Saturday, Nov. 21, 7 p.m. Shadow in the Cloud, a thriller from New Zealand, directed by Roseanne Liang. The film is primarily set on a bomber plane in the sky, a thrill ride inspired by classic episodes of both The Twilight Zone and Amazing Stories, that include a badass pilot and a powerful feminist message.
$30 for admission for two, $10 each additional adult, $8 child ages 3-11. Maximum five per vehicle, Windward Mall drive-in, level of mauka side parking structure, off of Alaloa Street.
Sunday, Nov. 22, 2 p.m. The Girl Who Left Home, Consolidated Mililani. This live-action musical follows a woman who gets a dreaded call after she lands a role in an off-Broadway production. Returning home after her father dies, she jumps into the family restaurant business to help out.
Other Picks to Watch
MLK/FBI. A co-centerpiece of the festival, this is a documentary that presents J. Edgar Hoover’s relentless surveillance campaign of harassment against civil rights leader Martin Luther King Jr., an early appearance of “fake news.”
Weed & Wine.
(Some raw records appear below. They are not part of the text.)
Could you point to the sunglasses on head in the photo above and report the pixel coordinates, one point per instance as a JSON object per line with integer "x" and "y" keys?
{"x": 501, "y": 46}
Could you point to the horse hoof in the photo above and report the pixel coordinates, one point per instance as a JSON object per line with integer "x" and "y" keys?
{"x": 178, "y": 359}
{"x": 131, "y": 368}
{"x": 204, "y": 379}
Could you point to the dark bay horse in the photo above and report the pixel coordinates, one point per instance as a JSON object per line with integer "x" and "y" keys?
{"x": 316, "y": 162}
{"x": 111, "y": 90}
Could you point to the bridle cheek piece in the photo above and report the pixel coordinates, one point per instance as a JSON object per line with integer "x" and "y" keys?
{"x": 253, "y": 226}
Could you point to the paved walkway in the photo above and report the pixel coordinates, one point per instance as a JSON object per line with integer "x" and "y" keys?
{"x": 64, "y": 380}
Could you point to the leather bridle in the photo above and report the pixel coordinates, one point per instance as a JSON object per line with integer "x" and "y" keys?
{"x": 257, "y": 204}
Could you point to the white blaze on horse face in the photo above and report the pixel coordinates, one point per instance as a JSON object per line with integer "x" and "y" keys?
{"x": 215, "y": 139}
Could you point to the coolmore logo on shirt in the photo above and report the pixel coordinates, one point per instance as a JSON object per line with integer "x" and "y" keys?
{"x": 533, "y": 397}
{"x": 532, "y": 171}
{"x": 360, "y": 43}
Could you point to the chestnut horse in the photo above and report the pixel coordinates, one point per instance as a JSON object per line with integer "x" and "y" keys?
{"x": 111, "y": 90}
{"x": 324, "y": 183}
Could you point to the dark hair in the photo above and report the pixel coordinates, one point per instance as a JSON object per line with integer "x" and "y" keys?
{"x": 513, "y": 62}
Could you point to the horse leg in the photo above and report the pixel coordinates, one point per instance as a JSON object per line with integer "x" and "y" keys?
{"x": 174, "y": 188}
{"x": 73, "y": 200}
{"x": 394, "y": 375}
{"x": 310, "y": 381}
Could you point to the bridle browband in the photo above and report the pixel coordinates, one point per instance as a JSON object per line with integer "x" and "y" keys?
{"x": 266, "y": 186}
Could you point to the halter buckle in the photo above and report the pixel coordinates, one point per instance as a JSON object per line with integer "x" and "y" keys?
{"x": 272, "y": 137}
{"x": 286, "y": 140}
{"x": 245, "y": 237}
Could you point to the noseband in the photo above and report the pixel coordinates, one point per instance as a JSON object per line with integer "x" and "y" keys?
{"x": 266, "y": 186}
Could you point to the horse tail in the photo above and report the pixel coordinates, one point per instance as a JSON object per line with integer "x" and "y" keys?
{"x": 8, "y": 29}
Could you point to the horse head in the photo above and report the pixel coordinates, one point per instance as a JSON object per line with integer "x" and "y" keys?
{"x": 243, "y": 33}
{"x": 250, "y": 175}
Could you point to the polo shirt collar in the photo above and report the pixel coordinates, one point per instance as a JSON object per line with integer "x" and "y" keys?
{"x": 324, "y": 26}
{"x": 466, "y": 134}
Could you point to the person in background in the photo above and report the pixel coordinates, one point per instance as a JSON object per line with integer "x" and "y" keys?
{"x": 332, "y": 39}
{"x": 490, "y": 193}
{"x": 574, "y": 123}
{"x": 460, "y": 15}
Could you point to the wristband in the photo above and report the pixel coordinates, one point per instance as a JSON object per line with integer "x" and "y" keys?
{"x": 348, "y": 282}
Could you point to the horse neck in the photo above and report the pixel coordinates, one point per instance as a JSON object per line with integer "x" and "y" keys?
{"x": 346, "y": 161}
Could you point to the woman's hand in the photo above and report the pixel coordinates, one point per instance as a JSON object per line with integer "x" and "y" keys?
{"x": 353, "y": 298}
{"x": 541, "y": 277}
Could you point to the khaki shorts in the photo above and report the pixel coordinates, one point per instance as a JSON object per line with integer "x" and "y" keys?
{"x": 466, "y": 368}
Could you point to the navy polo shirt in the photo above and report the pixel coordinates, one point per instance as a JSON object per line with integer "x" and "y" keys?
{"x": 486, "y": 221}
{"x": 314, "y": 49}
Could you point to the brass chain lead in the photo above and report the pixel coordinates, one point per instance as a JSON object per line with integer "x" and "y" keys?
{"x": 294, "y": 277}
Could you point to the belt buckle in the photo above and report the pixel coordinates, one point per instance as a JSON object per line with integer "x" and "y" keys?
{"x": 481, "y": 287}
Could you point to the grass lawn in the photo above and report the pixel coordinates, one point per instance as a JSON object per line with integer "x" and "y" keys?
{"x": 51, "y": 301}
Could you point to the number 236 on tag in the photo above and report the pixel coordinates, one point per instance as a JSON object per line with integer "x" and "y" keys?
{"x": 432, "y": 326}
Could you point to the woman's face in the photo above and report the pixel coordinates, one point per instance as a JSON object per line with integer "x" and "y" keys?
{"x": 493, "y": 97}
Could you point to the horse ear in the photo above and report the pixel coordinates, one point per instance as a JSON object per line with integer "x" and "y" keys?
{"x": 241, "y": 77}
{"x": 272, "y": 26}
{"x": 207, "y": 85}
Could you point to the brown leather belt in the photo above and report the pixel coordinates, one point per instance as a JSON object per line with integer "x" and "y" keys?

This is the Hawai‘i premiere of a documentary that features two families with different crops and approaches: a French family caring for their historic vineyard and a California family overseeing a legal organic cannabis farm.
As part of the annual HIFF tradition, the festival is hosting panel conversations with industry luminaries and will recognize outstanding artists for their commitment to excellence in their field at the HIFF Awards Gala presented by Halekūlani. This year’s artists include Keala Settle, Jason Scott Lee and Ann Hui, who will be honored in a virtual awards gala on Sunday, Nov. 29 at noon.
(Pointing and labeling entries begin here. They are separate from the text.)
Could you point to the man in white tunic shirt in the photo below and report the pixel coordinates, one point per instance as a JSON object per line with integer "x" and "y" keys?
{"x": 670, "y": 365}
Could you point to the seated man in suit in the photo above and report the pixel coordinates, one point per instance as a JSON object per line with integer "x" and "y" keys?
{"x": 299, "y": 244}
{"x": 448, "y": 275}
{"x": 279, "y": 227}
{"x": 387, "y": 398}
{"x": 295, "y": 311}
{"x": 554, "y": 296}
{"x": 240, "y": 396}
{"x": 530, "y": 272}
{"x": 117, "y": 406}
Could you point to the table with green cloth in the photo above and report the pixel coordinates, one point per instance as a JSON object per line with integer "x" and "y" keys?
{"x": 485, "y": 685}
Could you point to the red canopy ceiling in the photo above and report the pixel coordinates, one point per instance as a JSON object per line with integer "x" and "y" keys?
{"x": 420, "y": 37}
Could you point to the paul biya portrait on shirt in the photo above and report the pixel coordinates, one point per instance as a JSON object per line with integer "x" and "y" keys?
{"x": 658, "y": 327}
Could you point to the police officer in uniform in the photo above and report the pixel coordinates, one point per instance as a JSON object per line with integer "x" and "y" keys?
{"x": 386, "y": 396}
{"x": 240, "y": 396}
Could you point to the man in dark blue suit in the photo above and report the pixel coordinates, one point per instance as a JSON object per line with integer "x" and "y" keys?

Hong Kong auteur Ann Hui is this year’s recipient of the Halekūlani Golden Maile for Career Achievement. “It is astounding and problematic that it took film festivals like HIFF and Venice so many years to recognize the mastery of Ann Hui, compared to her male colleagues,” says HIFF artistic director Anderson Le. Three of Huiʻs films are in this yearʻs lineup. “Films like Boat People, Song of the Exile and A Simple Life clearly present a clear humanistic vision of a constantly transforming Hong Kong that Ann Hui has successfully captured in her many decades of chronicling such stories that are also a reflection of her very own upbringing as a Hong Konger who also inhabits multiple worlds.”
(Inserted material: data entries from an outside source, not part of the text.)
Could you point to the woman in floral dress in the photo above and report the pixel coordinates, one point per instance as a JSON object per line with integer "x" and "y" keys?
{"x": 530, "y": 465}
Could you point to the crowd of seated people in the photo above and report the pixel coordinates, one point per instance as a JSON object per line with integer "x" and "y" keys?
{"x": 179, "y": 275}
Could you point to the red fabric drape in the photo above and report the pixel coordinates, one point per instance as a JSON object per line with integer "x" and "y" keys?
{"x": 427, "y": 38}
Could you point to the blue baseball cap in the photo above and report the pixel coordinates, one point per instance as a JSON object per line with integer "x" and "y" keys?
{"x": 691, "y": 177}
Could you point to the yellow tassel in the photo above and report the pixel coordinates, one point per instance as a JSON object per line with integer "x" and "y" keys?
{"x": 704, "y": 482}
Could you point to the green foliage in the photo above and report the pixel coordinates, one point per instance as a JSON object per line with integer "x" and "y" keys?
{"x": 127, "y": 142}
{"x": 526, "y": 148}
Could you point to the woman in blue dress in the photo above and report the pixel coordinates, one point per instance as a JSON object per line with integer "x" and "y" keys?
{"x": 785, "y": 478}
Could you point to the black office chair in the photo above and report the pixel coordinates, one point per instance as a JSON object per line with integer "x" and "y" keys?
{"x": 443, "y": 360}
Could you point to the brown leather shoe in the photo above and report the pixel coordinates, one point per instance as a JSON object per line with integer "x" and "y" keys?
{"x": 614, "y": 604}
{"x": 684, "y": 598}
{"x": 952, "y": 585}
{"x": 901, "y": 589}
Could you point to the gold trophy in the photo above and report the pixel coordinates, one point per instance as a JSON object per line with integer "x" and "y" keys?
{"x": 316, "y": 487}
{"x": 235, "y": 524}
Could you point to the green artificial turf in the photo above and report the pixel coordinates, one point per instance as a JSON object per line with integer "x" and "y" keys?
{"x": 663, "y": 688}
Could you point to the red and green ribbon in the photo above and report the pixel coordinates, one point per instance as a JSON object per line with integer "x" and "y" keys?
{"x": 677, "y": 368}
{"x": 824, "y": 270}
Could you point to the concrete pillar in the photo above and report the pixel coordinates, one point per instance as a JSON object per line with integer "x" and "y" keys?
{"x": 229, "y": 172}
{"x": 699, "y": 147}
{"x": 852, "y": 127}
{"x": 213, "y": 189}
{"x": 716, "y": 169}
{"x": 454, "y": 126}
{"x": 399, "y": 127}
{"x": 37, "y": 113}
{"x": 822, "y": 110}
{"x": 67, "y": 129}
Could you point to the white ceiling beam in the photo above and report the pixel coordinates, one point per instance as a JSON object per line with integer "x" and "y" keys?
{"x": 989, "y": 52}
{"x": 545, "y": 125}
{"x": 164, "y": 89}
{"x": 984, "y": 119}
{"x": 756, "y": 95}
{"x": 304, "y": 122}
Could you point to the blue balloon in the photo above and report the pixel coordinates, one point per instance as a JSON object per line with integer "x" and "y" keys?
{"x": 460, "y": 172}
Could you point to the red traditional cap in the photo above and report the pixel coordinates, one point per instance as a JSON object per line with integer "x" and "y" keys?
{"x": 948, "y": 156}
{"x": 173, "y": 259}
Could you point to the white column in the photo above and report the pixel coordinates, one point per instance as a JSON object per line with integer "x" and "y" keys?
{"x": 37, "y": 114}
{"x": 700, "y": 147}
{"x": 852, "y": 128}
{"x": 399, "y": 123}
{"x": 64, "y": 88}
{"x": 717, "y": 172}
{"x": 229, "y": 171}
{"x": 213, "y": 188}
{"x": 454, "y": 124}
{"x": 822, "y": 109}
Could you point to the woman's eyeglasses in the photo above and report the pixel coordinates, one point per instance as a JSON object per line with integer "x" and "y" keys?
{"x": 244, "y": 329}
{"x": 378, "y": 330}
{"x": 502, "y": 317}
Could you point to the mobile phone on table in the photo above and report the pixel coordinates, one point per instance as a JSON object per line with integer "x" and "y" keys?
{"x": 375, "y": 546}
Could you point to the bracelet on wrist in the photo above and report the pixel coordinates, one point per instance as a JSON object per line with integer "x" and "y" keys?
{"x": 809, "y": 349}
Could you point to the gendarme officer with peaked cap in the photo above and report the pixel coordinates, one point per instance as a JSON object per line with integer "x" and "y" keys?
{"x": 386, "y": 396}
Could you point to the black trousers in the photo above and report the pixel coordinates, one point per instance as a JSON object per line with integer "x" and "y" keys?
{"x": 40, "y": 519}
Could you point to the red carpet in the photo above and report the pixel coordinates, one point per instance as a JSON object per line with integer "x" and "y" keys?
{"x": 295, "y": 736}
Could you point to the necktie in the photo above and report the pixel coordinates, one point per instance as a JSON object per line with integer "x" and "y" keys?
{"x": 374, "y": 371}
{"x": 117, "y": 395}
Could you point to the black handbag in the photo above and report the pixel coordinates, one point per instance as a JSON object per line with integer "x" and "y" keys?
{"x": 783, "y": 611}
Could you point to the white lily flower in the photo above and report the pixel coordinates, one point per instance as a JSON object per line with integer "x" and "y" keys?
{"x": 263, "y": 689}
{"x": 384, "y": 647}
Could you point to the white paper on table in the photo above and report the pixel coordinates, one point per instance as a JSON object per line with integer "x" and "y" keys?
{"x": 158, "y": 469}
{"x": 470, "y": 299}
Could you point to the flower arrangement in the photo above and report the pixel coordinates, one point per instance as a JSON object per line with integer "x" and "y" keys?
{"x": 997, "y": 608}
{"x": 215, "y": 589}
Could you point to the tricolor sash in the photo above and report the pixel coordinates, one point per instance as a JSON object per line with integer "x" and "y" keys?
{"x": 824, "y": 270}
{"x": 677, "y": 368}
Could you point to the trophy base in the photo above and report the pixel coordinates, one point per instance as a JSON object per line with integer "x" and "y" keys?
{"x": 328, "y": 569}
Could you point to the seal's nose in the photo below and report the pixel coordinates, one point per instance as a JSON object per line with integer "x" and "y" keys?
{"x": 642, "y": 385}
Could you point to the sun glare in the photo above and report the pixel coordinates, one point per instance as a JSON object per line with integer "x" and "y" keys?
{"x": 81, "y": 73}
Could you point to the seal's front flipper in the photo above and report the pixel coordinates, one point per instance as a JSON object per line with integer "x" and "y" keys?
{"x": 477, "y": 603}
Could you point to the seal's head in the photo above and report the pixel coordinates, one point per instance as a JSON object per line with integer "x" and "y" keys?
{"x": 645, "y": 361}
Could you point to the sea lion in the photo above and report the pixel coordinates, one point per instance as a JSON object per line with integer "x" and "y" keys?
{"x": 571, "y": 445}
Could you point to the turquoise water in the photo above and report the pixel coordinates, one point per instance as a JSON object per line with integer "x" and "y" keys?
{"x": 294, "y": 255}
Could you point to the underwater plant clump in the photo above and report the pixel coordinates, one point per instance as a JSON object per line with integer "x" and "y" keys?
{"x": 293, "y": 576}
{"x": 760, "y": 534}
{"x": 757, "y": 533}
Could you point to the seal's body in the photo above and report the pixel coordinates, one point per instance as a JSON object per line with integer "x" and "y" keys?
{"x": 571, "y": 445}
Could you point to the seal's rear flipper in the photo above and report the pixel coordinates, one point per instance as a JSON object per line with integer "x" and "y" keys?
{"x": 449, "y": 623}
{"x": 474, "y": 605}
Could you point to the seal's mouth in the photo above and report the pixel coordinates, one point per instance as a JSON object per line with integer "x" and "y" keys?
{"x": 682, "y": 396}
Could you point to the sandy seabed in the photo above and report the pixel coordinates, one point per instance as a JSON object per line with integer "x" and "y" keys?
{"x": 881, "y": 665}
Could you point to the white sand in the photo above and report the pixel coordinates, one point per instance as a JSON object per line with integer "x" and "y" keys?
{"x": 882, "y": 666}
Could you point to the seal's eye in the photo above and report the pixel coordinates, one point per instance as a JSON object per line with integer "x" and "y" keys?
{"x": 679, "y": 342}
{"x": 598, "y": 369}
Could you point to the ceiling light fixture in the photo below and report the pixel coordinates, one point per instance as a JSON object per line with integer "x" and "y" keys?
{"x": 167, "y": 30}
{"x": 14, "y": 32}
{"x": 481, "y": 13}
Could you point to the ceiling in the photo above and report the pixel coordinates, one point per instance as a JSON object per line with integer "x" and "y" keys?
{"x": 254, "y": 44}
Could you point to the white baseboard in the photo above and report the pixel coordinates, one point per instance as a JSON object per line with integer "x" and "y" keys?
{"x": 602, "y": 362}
The HIFF Pacific Islanders in Communications Trailblazer Award this year goes to actress Keala Settle. She gained fame in the musical drama The Greatest Showman in 2017 after various roles in multiple companies. The song “This Is Me” from the film won the 2018 Golden Globe Award for Best Original Song. Since then, she toured in Hairspray and appears next in All My Life, directed by Marc Meyers. Born in Hawai‘i, the actress/singer is a graduate of Kahuku High School.
Jason Scott Lee is being honored with the HIFF Legacy Award. While he’s perhaps best known for playing Bruce Lee in Dragon: The Bruce Lee Story, Mowgli in 1994’s The Jungle Book and starring in Rapa Nui, he is a longtime HIFF supporter and advocate. Bonus trivia item: Lee’s mother was a HIFF volunteer for many years.
You can watch any online film at any time, unless specified. The festival dates are Nov. 5–29. Most content is available during that time; you can also refer to the online schedule page to get dates and access restrictions. If you purchase a single ticket to a particular film, you have 72 hours from the time you first hit play. Certain films do not follow this rule as they are only available during certain hours. Online screens start at $8 each, in-person shows at $14. Passes, which start at $80, offer the best bang for your film buck. The in-person screenings maintain social distancing so only up to 30% of the theater is sold and face coverings are required throughout the films. All tickets are sold in advance, not at theaters.